<<I created this post last year for Big Data and I don't want to lose it.>>
I've been thinking about the changes to speed to reduce the gap between 0 and 100. Hopefully, everyone reading this knows that speed is distributed along a parabolic curve. Until the 4.6 change, I really didn't put much deep thought in this because I fundamentally know how parabolas work, and through observational data, I noted that after 80-85 display speed most players are about as fast as one another.
Read that last sentence again, and think about it for a minute. We like to complain about players dropping 95 SP WRs to RB and picking up big chunk yardage, but those big chunk plays are executed almost as effectively with a 92 SP RB or an 88 SP RB or an 84 SP FB (in the case of the Slot Out).
Let's get to the maths, I know that there are mathsSo here's my question, and this is
pure assumption based in what I would do if I were converting a linear attribute to a parabolic one: what happens if we treat the value on the player card as the X-axis on the parabola and not the Y axis?
This makes sense from a pure math and coding standpoint. You generate a random value (Speed - here the X value) and then plug that value into your speed algorithm to get the real game value (here the Y value).
We already know that a display speed of 0 does not mean that the player will not move. They are just very slow. So let's assume that the Y intercept for the parabola in 4.5 was (0, 5), so that a player with a display speed of 0 would have a real speed of 5.
Which looks like this:
Now let's plot the speed values for positions and what the real speed would be using the same parabolic function:
Position Max Speed - Display Speed - Real Speed
DT - 80 - 96.2
DE - 84 - 97.6
LB - 89 - 98.9
RB - 92 - 99.3
WR - 95 - 99.8
DB - 96 - 99.8
This shows why your fastest LBs are able to track most players, including your fastest WRs, and only technique separates the best RBs from the fastest LBs.
Now let's assume that JDB raised the 0 speed to 25, which sets the Y intercept to (0.25). Here's what display speed the players need to hit to see the same speeds.
Which looks like this:
Position Max Speed - Display Speed - Real Speed (New functional max)
DT - 77 - 96.2 (DT - 80 - 97)
DE - 82 - 97.6 (DE - 84 - 98)
LB - 88 - 98.9 (LB - 89 - 99)
RB - 90 - 99.3 (RB - 92 - 99.5)
WR - 95 - 99.8 (WR - 95 - 99.8)
DB - 96 - 99.8 (DB - 96 - 99.9)
Now let's get real crazy and assume that JDB raised the 0 speed to 50, which sets the Y intercept to (0, 50), which is closer to what I think happened.
It looks like this:
Position Max Speed - Display Speed - Real Speed (New functional max)

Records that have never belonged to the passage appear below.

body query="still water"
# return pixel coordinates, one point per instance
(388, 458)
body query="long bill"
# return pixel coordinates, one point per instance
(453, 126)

DT - 73 - 96.2 (DT - 80 - 98)
DE - 78 - 97.6 (DE - 84 - 98.7)
LB - 85 - 98.9 (LB - 89 - 99.4)
RB - 88 - 99.3 (RB - 92 - 99.7)
WR - 94 - 99.8 (WR - 95 - 99.9)
DB - 94 - 99.8 (DB - 96 - 99.9)
If my line of reasoning is correct, this explains why a 70-80 SP DE breaks down the line faster than a WR can break coverage because they are functionally moving as fast as most WRs.
What does this mean for speed minimums?Here's a quick example without a lot more numbers. If you were setting a speed minimum of 80 for certain positions, like I do for running backs and linebackers, then you just need a speed of between 72-77 to get the same results.